University of East London appoints new vice-chancellor

Patrick McGhee to step up to the role in February 2010. Melanie Newman reports

November 4, 2009

The University of East London has appointed a professor of psychology as its new vice-chancellor.

Patrick McGhee, who is currently deputy vice-chancellor at the University of Central Lancashire, will take up the post on 1 February next year.

The university is currently being led on an interim basis by Sir Deian Hopkin, who

came out of retirement after UEL’s acting vice-chancellor, Susan Price, was appointed to the top position at Leeds Metropolitan University.

Professor McGhee, 47, is a graduate of the University of Glasgow and has a doctorate in experimental psychology from the University of Oxford.

Before joining Uclan he was associate dean and head of psychology at the University of Bolton and, prior to that, was head of psychology at the University of Derby.

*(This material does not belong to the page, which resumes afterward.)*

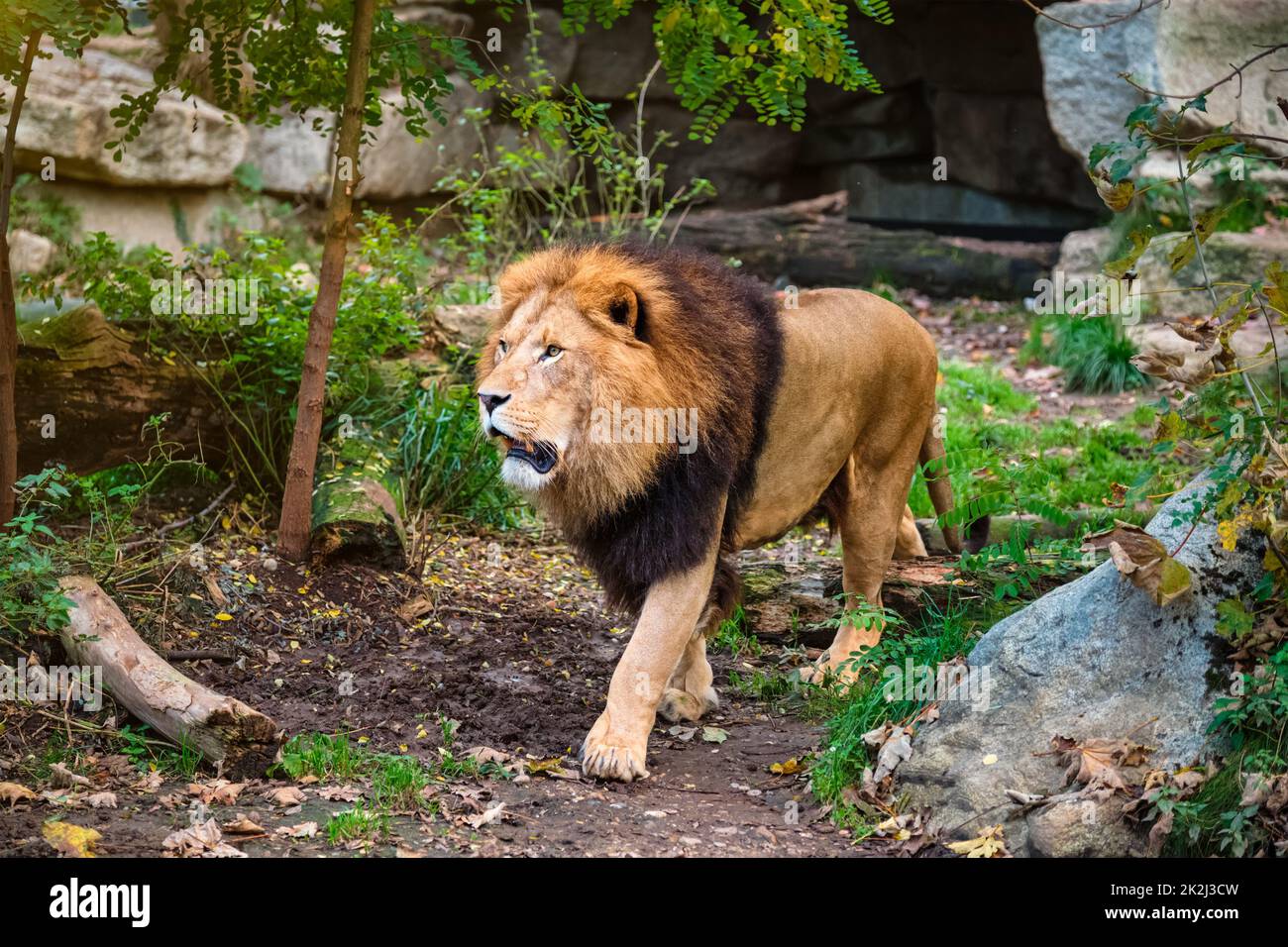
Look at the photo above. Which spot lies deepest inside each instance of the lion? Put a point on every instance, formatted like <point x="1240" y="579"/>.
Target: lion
<point x="603" y="352"/>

He is also a frequent media commentator on topics ranging from British female sex tourists in Turkey to how to tell a friend they need a psychiatrist.

Mark Stephens, chair of UEL’s board of governors, said Professor McGhee was “one of a new generation of university leaders” who would “draw upon direct experience of internationalism, technology and partnership” in his role as vice-chancellor.

Meanwhile, the governors of London Metropolitan University are to appoint a new vice-chancellor on 18 November – the same day they are due to receive an independent report into their oversight of the university’s data reporting processes.

London Met was asked to repay £36.5 million to the Higher Education Funding Council for England this year after inaccuracies were uncovered in its student completion figures.

A review commissioned by Hefce from consultants BDO Stoy Hayward criticised the governors, as well as former vice-chancellor Brian Roper, who resigned in May.

The university commissioned its own review from Deloitte in the summer. The review team, headed by Sir David Melville, is due to report its findings to the board on 18 November.

More than 30 people are believed to have applied for London Met’s vice-chancellorship.

Times Higher Education understands that all three shortlisted candidates are from outside the university, and include two vice-chancellors and one deputy vice-chancellor. A spokesman for the University and College Union said the union was disappointed that staff had not been involved in the appointment and was “surprised by the timing of the announcement”.